Perhaps the most important factor would be the level of technology that the second continent’s aliens had developed. If they were in the stage of only using simple tools, living in hunting groups, and performing principally as animals, despite using tools and communicating in a language, they could be classed as animals and given no quarter. If instead they were in the stage of living in cities of some magnitude, conducting trade between different parts of a single city and between different cities, possessing more than simple hunting and cooking tools but also some tools for agriculture, the use of easily obtained natural resources, recording history or other information, and so on, they might be classified by the first continent’s aliens as their own equivalents and not just some more clever-than-usual animals.

Some other factors that would play a significant role in the choices made by the first continent’s aliens in their behavior toward the second continent’s aliens include the events of the first contact. If the second continent’s aliens acted in a hostile way, this would push the decision toward either ranking them as animals or regarding them with fear. If they had instead acted as they would have to visit by aliens of their own species, others living on their continent, in a hospitable way, the first continent’s visitors may take back the impression that they were just equivalent aliens, who had very dissimilar appearances. The size of the population of aliens on the second continent would also figure into this decision. If the second continent were larger and densely populated, this would be more likely to have them classified as equivalent aliens, but regarded with fear. Numbers have a way of translating into quantitative capability to pose a threat, and it would likely be obvious that there is a possibility that with some passage of time, the ability to navigate the seas would pass to the second continent’s aliens and they could visit the first continent. Would it be seen as an insuperable problem to deal with a large number of these alternate aliens? Numbers may also have a protective role.

Aliens from the first continent may be of an analytic bent, and want to know more of the second continent’s aliens before establishing any policy for dealing with them.
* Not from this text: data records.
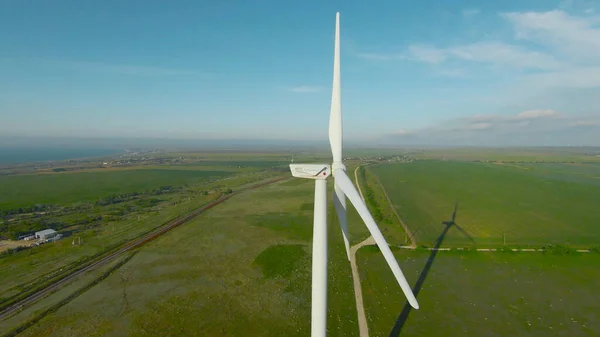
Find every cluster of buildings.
[19,228,63,245]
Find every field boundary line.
[390,245,592,253]
[0,177,291,320]
[365,168,417,248]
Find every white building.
[35,229,56,240]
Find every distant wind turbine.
[290,13,419,337]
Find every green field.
[358,249,600,337]
[0,167,232,209]
[0,150,600,337]
[7,180,362,336]
[7,168,600,336]
[370,160,600,247]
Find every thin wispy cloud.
[288,85,325,93]
[69,62,206,76]
[387,109,600,145]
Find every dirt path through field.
[373,169,417,247]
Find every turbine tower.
[290,13,419,337]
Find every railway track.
[0,177,289,320]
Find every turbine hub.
[331,161,346,177]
This would be setting up further voyages, perhaps a mission, perhaps exploration of other areas of the continent’s coastline, perhaps inviting others with different perspectives to meet the new species of aliens, and perhaps something else.

Note one thing. Precedent can play an important role in deciding the memes for inter-alien contact. A civilization which has had no such contact, and is not lucky enough to have had a second intelligent species within their own solar system will have to reach back into their history, very far indeed, to think through options for inter-alien contact protocols. And it is a meme which will be developed, rather than something based on reason or rationality, as the universe does not provide any alien species with a reason for doing things. They have to choose it.
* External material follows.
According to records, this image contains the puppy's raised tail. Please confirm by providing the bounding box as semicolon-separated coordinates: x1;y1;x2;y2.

One last point. If there were two planets, each orbiting a different star in a binary or multiple system, and both of them evolved intelligent life-forms, there could be an intermediate stage between interplanetary inter-alien contact and interstellar inter-alien contact. The distances involved would be more than interplanetary transits, but nothing like average interstellar separations. In the best case situation, the two alien species would regard their contact as mutually beneficial, and seek more. This might influence the star travel memes that each of them develops.